Their success came in the New Deal, following the farm crisis --
portrayed in the Grapes of Wrath -- which preceded it. But farmers did
not respond to lower prices by significantly reducing output nor did
consumers significantly increase the quantity demanded. Instead,
inventories kept building and prices kept plummeting. The crisis ended
only with the implementation of New Deal regulations.
President Roosevelt's farm policy was designed to restore the farm
purchasing power of commodities relative to the rest of the economy by
using three policy tools -- production controls, price supports and farm
credit, explains Mark Ritchie, president of the Institute for Agriculture
and Trade Policy in his 1986 book, Crisis By Design: A Brief Review of
U.S. Farm Policy.
"The Parity program, as it was called, had three central features,"
Ritchie writes. "First, it established the Commodity Credit Corporation
(CCC), which made loans to farmers whenever prices offered by the
food processors or grain corporations fell below the cost of production.
This allowed farmers to hold their crops off the market, eventually
forcing prices back up. Once prices returned to fair levels, farmers sold
their crops and repaid the CCC with interest. By allowing farmers to
control their marketing, the CCC loan program made it possible for
them to receive a fair price from the marketplace without relying on
subsidies. Second, it regulated farm production in order to balance
supply with demand, thereby preventing surpluses. Since government
storage of surpluses was expensive, this feature was crucial to reducing
government costs. Third, it created a national grain reserve to prevent
consumer prices from skyrocketing in times of drought or other natural
disasters. When prices rose above a predetermined level, grain was
released from government reserves onto the market, driving prices
back down to normal levels."
"Although this parity legislation was essential to saving family farm
agriculture, it conflicted with the economic interest of a number of
powerful corporations and banks," Ritchie writes. "For example,
government intervention to stabilize prices hurt grain speculators who
had benefited from the large price fluctuations by buying farm products
when prices were low, storing the products and then selling them when
prices rose. In addition, effective supply management, by reducing the
acreage being farmed, cut into the sales of pesticides, insecticides and
fertilizer by farm chemical and oil companies. Grain corporations
suffered as well: because they receive the same margin of profit on
every bushel of grain sold, their interests are served by the kind of
high-volume, low-price agricultural market that the parity programs
served to prevent."
Farming Without A Net
Freedom to Farm has driven the move toward large, corporate farms
and agribusiness partnerships and away from small and medium-sized
producers. Government subsidies for farmers tell much of the story.
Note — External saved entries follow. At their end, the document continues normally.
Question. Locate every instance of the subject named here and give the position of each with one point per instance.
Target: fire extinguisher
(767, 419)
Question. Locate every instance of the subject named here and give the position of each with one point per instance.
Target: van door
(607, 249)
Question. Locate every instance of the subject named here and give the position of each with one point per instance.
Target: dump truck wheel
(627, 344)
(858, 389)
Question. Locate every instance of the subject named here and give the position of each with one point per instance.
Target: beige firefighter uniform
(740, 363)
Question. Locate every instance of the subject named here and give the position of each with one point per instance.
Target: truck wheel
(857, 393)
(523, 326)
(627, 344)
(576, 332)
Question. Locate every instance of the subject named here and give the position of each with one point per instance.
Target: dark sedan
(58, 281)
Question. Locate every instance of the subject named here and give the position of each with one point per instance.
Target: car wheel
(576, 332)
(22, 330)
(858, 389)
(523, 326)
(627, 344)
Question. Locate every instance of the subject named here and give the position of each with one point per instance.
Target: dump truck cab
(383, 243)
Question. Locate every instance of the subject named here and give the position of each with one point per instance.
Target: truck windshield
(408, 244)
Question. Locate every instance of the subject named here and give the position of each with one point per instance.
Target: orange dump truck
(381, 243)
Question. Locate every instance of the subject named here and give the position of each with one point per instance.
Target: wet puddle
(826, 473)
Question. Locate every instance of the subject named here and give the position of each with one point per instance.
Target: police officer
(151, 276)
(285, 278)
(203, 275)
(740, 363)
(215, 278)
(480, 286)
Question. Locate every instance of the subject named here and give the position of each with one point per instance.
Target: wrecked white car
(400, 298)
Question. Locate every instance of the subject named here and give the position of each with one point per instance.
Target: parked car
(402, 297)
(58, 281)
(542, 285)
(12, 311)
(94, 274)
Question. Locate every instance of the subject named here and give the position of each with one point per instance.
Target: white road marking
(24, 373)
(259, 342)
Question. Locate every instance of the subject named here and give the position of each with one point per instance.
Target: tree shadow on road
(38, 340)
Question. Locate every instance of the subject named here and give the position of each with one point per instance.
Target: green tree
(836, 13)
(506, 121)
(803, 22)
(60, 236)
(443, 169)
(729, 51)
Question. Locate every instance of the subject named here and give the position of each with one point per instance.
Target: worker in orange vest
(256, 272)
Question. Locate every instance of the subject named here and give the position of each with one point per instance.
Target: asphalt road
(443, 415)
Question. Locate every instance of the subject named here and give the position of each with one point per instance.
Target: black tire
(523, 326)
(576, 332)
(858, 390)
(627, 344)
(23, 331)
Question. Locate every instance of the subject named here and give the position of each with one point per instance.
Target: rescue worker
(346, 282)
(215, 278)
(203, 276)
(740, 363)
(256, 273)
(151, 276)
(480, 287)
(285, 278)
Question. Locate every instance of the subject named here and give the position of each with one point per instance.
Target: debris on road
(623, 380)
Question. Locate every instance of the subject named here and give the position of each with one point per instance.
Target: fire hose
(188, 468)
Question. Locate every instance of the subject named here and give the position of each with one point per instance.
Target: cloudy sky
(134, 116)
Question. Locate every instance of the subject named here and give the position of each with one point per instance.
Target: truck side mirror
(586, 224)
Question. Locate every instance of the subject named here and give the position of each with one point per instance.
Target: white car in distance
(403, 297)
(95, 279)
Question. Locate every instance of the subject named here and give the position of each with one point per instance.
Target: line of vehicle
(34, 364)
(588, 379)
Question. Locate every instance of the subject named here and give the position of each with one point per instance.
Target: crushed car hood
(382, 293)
According to an April study by the Environmental Working Group,
approximately $22.9 billion was passed out in subsidies during the first
three years of the Freedom to Farm Act (1996 to 1998), and the top 1
percent of subsidy recipients collected an average of $249,000 over the
three years -- about $83,000 per year. The top 10 percent of the
recipients -- 144,000 participants -- collected 61 percent of the money,
or an average of $32,000 in payments per year. At the same time, the
majority of subsidy recipients saw little benefit from the 1996 law. Half
of all subsidy recipients were paid less than $1,200 per year, and many
smaller farmers saw a loss in their net farm income, the study said.
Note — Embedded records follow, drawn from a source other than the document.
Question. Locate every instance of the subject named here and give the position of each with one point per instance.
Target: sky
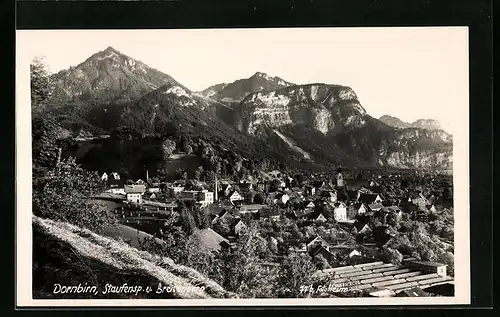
(410, 73)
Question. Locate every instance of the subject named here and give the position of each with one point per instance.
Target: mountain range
(257, 117)
(428, 124)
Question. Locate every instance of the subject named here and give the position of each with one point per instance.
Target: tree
(198, 256)
(187, 220)
(63, 194)
(200, 217)
(168, 146)
(239, 269)
(199, 171)
(295, 271)
(41, 88)
(222, 227)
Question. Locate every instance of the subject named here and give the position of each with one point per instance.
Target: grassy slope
(64, 253)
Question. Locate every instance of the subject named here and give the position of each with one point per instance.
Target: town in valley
(259, 188)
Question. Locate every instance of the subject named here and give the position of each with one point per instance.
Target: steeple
(216, 188)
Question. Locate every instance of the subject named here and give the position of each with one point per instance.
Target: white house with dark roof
(340, 212)
(235, 196)
(134, 193)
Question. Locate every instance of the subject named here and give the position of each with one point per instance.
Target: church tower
(216, 189)
(340, 178)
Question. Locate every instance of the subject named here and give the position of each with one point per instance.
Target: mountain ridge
(428, 124)
(265, 116)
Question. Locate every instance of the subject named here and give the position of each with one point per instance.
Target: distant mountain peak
(239, 89)
(260, 74)
(109, 75)
(427, 124)
(111, 49)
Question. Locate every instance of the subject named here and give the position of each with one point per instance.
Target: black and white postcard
(230, 167)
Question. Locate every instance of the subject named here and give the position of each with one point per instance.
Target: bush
(63, 194)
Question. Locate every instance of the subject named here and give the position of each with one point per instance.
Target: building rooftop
(383, 278)
(135, 189)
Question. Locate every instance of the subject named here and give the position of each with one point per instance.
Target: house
(309, 205)
(344, 252)
(310, 190)
(360, 208)
(356, 183)
(211, 239)
(431, 208)
(350, 195)
(115, 186)
(297, 191)
(329, 195)
(278, 184)
(282, 198)
(237, 226)
(369, 198)
(315, 241)
(175, 188)
(140, 182)
(269, 213)
(245, 186)
(320, 217)
(251, 208)
(320, 250)
(340, 179)
(412, 292)
(134, 193)
(302, 214)
(234, 196)
(340, 212)
(375, 207)
(361, 227)
(205, 198)
(224, 215)
(426, 266)
(154, 190)
(151, 195)
(382, 235)
(393, 210)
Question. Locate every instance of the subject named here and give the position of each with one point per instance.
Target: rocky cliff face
(428, 124)
(326, 108)
(240, 88)
(394, 122)
(421, 149)
(108, 76)
(317, 119)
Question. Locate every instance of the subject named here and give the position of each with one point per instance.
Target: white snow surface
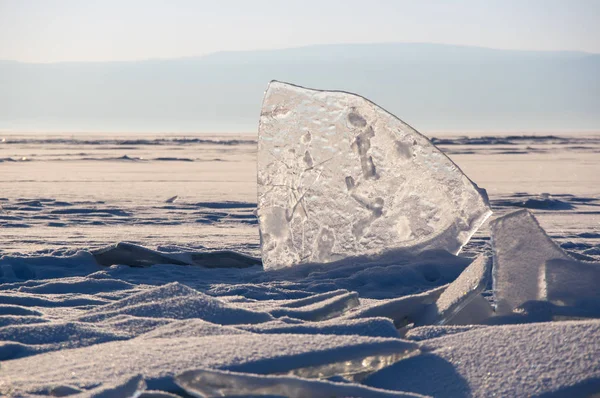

"If they would pay farmers on a basis of need -- rather than just pay
everybody -- it would make a lot more sense to people outside of
farming," says Sheila Ehrich. "I don't see how Congress can continue
this. When the economy changes, we'll be the first ones cut."
Although there are other factors, the subsidies are largely determined
by farm size, thereby favoring agribusiness over small family farmers.
They are not determined by whether a farm makes a profit or is in
need. Some landowners who are not farming as much have been eligible
for large payments, solely because of the number of acres they own.
Who's making the bread?
Freedom to Farm's lower commodity prices have not translated into
consumer benefits. Since 1984, the real price of a USDA market basket
of food has increased 2.8 percent while the farm value of that food has
fallen by 35.7 percent, according to C. Robert Taylor, professor of
agriculture and public policy at Auburn University. Taylor says there is a
"widening gap" between retail price and farm value for numerous
components of the market basket, including meat products, poultry,
eggs, dairy products, cereal and bakery products, fresh fruit and
vegetables, and processed fruit and vegetables.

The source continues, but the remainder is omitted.